依頼する会社が決定したら内装工事契約を結びます。契約の際に注意すべき点を見ていきましょう。

まず追加工事や別途工事があいまいなまま判を押しては絶対にいけません。後から足りないものが出てきた際に、思わぬ形で追加費用を請求されることになりかねません。また竣工後のサポートにも目を配りましょう。アフターフォローや保証期間の記載がされているのかチェックしてください。

内装工事契約はしっかりと確認しておかなければ、後々思わぬトラブルになりかねません。オープンが迫っているからと焦らずにし、必要であれば事前に専門家に相談するようにしましょう。

3-5 工期中

内装工事契約書にサインをするといよいよ着工です。

工期中は必ず時々現場に行くようにしましょう。内装工事は設計書に全て描かれているのではなく、素材の色や塗装の仕上がりのように現場で調整していくものも多くあります。出店者が現場に出ることを怠れば、現場の判断で細かい仕様を決定していくことになるのです。そうなると完成した時に思ってたのと違うとなり、納得できないままオープンを迎えることになりかねません。

3-6 竣工・引渡し

内装工事が終了したら竣工検査に立ち会い、引き渡しを完了しましょう。床や壁などに汚れや傷がないか、水道・ガス・電気といった設備面や什器の使い勝手に問題がないかをチェックしていきます。残工事、駄目工事、追加工事がある場合はスケジュールや支払いを確認していきます。
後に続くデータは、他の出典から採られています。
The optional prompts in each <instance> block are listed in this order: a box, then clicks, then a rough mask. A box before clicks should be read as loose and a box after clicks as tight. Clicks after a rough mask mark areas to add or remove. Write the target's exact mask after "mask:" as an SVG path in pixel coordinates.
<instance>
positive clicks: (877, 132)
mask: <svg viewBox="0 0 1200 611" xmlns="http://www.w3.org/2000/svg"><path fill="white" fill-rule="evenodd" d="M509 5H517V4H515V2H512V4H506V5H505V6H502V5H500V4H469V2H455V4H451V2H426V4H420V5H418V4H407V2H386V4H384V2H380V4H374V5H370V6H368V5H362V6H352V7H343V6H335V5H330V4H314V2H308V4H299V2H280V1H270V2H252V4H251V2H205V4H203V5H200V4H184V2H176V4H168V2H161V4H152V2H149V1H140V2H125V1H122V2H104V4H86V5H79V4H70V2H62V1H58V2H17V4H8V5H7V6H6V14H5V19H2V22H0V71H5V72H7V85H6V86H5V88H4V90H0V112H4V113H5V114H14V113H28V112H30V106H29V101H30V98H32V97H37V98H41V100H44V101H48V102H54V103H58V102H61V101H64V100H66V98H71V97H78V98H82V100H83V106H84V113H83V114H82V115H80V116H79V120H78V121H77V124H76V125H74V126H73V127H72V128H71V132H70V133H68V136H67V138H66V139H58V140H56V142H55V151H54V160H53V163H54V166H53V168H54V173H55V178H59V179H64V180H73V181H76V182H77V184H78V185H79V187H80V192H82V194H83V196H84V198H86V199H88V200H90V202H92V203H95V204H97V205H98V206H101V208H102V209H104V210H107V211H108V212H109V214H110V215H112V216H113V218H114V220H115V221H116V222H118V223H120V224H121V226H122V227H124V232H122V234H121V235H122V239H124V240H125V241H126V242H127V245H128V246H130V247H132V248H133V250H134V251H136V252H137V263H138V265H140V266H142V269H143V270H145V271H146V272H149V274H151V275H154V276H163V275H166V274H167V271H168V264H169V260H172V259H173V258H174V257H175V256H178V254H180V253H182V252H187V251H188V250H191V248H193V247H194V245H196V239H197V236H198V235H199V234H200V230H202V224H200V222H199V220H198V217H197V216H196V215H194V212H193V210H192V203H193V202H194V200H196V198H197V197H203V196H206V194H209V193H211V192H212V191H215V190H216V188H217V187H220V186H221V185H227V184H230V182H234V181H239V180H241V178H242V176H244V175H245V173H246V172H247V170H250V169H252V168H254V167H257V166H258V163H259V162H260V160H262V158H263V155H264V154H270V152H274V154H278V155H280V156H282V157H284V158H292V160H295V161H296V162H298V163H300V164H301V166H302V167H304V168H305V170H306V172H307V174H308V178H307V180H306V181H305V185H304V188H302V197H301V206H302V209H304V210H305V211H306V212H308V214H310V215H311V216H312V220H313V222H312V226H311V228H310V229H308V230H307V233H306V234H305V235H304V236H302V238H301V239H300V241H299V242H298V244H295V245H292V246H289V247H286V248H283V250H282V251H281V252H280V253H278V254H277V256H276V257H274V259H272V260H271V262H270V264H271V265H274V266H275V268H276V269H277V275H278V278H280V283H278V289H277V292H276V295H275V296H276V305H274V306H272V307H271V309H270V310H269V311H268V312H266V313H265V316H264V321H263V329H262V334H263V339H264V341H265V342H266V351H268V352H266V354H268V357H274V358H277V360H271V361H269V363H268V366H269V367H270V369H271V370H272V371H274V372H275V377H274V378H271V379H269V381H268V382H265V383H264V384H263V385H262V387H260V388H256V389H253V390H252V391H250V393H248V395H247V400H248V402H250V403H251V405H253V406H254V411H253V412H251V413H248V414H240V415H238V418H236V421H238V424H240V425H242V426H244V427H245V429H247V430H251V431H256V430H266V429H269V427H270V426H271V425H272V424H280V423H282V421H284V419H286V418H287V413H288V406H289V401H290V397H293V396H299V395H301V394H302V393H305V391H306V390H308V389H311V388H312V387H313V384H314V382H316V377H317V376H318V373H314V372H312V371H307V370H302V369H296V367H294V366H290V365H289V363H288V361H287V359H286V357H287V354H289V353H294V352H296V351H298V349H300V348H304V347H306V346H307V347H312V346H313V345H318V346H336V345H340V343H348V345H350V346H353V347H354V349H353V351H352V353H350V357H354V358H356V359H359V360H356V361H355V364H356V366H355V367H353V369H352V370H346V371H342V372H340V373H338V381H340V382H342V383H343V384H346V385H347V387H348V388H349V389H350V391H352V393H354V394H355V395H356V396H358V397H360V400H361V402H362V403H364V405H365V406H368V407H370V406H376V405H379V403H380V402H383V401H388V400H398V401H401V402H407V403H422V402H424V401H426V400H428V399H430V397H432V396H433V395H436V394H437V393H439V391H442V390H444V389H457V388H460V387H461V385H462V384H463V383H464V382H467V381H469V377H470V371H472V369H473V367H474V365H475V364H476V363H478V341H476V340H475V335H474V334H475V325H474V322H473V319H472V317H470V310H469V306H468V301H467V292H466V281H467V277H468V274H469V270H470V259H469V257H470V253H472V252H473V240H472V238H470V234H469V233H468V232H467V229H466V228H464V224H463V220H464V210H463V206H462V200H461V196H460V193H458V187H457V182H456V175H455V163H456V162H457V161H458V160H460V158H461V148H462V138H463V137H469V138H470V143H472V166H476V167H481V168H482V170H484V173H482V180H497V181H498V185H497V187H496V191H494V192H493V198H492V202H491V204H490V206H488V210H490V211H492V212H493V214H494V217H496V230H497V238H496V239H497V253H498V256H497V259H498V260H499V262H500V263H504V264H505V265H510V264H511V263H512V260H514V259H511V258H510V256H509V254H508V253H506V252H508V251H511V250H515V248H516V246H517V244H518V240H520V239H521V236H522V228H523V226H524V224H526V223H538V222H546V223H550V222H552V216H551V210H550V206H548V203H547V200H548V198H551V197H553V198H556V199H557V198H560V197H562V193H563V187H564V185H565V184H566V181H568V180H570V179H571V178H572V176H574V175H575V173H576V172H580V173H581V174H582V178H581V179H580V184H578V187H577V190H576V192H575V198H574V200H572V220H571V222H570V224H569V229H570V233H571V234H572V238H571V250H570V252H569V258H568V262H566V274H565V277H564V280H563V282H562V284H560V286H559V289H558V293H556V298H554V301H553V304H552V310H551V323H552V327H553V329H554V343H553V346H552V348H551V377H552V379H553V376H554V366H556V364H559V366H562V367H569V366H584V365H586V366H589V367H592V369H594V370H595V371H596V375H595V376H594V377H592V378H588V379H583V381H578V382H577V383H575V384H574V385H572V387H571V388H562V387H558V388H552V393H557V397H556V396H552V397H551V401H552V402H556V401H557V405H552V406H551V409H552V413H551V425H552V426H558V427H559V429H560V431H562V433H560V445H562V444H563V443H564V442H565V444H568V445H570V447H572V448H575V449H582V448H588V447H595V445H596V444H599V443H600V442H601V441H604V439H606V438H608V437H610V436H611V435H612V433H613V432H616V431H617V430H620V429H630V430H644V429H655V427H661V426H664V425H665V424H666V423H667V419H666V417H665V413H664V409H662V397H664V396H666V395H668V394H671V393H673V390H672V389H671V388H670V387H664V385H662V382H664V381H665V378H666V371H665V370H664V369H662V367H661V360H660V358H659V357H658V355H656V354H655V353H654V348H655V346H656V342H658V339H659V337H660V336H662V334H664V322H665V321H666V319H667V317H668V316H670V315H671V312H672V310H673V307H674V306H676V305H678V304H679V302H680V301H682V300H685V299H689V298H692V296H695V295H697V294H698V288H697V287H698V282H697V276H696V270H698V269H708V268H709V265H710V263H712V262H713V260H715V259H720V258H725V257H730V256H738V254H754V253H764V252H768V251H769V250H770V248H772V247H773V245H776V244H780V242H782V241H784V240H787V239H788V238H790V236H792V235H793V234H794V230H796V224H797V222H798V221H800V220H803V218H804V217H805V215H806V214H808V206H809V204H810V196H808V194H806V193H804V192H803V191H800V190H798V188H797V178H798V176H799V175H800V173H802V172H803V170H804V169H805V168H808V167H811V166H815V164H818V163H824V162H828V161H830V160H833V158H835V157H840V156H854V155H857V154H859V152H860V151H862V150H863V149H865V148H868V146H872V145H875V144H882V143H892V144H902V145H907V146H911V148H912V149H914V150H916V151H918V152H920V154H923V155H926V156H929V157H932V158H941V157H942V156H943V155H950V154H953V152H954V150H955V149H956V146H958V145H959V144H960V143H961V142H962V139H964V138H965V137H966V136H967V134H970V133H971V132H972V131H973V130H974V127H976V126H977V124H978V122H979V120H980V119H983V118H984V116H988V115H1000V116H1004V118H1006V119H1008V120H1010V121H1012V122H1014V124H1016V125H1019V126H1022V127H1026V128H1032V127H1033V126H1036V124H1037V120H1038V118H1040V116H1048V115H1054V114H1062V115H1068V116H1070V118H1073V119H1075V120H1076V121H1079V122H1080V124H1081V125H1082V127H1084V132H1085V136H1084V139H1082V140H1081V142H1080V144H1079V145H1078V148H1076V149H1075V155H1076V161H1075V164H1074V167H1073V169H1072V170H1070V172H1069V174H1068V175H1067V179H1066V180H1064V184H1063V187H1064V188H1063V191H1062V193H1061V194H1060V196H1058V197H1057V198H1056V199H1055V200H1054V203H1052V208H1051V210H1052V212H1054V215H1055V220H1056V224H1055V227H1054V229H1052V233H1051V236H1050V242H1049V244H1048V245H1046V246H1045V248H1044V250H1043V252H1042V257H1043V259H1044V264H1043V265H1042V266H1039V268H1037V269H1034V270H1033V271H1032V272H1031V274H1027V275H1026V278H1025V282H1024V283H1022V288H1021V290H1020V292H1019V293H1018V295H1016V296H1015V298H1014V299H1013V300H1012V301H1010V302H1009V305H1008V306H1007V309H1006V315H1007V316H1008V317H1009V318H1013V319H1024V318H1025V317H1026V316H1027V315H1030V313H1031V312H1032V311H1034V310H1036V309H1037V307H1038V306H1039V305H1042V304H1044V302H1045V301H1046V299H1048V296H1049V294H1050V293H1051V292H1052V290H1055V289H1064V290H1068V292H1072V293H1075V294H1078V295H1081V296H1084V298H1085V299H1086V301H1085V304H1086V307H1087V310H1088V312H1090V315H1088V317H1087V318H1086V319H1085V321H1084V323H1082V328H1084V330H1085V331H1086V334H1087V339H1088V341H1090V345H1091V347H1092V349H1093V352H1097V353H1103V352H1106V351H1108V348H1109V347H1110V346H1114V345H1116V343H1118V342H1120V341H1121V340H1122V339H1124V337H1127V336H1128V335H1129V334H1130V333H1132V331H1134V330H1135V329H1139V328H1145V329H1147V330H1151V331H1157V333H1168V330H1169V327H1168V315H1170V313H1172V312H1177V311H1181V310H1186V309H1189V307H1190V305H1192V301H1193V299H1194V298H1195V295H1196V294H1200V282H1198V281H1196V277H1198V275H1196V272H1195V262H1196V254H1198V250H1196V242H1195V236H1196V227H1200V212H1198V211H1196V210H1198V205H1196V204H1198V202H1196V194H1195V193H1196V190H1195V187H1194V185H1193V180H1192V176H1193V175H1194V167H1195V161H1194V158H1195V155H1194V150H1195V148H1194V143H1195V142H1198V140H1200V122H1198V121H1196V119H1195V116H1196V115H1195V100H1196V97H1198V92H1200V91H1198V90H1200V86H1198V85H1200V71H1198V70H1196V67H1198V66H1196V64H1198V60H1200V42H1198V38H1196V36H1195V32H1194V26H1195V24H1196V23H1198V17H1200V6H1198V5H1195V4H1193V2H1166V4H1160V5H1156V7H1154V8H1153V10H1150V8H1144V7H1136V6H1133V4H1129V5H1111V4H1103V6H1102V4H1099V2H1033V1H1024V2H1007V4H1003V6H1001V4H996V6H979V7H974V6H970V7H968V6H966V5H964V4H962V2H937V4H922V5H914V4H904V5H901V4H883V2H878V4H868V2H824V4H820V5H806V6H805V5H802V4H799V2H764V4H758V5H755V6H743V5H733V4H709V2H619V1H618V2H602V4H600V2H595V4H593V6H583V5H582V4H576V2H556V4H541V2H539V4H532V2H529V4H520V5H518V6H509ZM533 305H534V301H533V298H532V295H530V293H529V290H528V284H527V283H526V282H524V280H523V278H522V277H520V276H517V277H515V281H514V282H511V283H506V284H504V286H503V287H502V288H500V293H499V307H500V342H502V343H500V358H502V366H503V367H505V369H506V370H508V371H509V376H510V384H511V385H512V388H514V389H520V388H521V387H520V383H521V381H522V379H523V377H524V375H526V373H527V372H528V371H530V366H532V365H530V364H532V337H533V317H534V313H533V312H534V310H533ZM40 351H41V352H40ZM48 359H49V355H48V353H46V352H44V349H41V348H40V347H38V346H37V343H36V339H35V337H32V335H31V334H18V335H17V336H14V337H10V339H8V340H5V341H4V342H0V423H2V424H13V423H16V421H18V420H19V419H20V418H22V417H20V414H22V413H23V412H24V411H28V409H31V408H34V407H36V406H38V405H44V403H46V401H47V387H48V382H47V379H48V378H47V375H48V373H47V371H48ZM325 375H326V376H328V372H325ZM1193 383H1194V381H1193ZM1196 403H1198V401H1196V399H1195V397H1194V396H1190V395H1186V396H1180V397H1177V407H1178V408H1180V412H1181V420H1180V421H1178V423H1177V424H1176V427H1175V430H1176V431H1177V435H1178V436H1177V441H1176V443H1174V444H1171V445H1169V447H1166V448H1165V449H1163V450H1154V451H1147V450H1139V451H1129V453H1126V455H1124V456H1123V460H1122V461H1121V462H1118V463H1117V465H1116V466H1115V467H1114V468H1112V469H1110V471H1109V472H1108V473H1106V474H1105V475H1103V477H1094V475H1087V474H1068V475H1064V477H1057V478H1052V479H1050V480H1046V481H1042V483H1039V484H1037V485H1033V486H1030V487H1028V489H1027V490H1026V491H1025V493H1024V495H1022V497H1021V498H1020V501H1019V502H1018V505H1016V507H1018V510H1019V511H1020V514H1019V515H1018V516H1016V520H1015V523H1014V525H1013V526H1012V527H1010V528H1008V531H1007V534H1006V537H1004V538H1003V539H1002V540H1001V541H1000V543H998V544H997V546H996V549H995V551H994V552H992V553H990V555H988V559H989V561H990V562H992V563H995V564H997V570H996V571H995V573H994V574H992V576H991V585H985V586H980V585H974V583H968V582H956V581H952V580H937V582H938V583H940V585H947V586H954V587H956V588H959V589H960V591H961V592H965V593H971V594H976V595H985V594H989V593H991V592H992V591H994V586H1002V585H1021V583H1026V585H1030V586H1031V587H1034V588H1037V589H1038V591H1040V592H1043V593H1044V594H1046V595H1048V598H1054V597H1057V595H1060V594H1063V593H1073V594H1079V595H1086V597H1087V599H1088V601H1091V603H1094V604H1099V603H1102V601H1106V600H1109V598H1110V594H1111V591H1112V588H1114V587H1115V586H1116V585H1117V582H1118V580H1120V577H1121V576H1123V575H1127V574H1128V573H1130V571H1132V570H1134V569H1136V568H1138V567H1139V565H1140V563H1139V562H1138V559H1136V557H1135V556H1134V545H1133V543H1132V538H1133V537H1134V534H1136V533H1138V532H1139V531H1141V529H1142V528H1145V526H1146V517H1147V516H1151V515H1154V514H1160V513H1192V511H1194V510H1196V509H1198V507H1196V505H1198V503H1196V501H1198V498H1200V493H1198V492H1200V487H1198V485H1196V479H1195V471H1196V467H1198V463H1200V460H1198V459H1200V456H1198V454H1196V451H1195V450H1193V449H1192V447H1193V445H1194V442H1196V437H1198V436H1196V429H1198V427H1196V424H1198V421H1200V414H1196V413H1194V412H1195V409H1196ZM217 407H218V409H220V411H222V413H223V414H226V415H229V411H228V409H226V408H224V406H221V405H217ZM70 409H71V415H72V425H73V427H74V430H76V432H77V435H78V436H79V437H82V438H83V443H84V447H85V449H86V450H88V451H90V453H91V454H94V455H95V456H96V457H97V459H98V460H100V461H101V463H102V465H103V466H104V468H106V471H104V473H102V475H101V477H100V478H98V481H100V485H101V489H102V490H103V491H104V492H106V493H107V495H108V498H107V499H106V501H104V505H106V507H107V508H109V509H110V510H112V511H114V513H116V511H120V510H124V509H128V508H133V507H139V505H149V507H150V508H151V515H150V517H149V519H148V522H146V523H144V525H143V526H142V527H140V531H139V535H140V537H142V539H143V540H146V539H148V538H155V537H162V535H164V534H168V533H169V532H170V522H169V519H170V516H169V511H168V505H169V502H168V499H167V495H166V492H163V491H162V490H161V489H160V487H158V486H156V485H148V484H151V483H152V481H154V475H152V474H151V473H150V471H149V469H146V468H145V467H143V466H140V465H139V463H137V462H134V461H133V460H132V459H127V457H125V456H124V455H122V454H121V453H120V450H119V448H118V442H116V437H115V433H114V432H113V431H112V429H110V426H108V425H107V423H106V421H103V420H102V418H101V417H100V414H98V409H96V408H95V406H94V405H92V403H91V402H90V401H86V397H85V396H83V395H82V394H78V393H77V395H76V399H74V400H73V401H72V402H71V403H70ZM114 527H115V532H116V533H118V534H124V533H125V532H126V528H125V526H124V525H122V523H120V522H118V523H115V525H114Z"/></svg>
お店の営業に必要なもの全てに問題がないことを確認し、書類にサインをしたら引き渡しが完了し、あとはオープンに備えるだけです。

4. 内装工事の費用

内装工事を行う上で一番気になるのは、やはりお金の話ではないでしょうか。数百〜数千万円規模で動くので、お金の流れを理解しておかなければ、損をしてしまうことになりかねません。正しいお金の使い方を学んでいきましょう。

4-1 内装工事費の決まり方

内装工事では「とりあえず見積をだしてください」という問い合わせが本当に多くあります。どれくらいの金額になるのかを知りたいという出店者の気持ちはわかりますが、内装工事会社にとっては非常に難しい注文なのです。

その理由は店舗は一件ずつオーダーメイドで作られるからです。内装工事は使用する材料や工法の組み合わせが無限に存在します。出店者の求めるグレードによってどの組み合わせを選ぶか異なるため、工事金額にも大きな差が生まれるのです。

予算を言わずに依頼すると内装工事会社が、「これくらいの金額なら出店者も納得するだろう」という金額を決め打ちしなければならず、出店者からしたら思ったより高いということになりがちなのです。

4-2 予算の作成

内装工事では、正しい予算を定めていくことが非常に大切です。

予算を決めないまま計画を進めてしまうと、いざ見積が出てきた際に金額感が合わないということもありえます。そうすると内装工事会社に再度プランを提案してもらう必要が生じて、時間も人件費も余計にかかってしまうのです。

内装工事費は最低限必要な設備や機能面での費用と意匠デザイン面での費用で構成されています。予算がない場合は意匠デザイン面を削っていくことが必要になります。

また、多少デザイン性を求める店舗の場合、平均で物販店は坪40-50万円、飲食店は坪60-80万円程度ですので、それくらいの金額を予算の目安とすると良いでしょう。坪単価は広さによって大きく異なってきますので、あくまで参考値としてください。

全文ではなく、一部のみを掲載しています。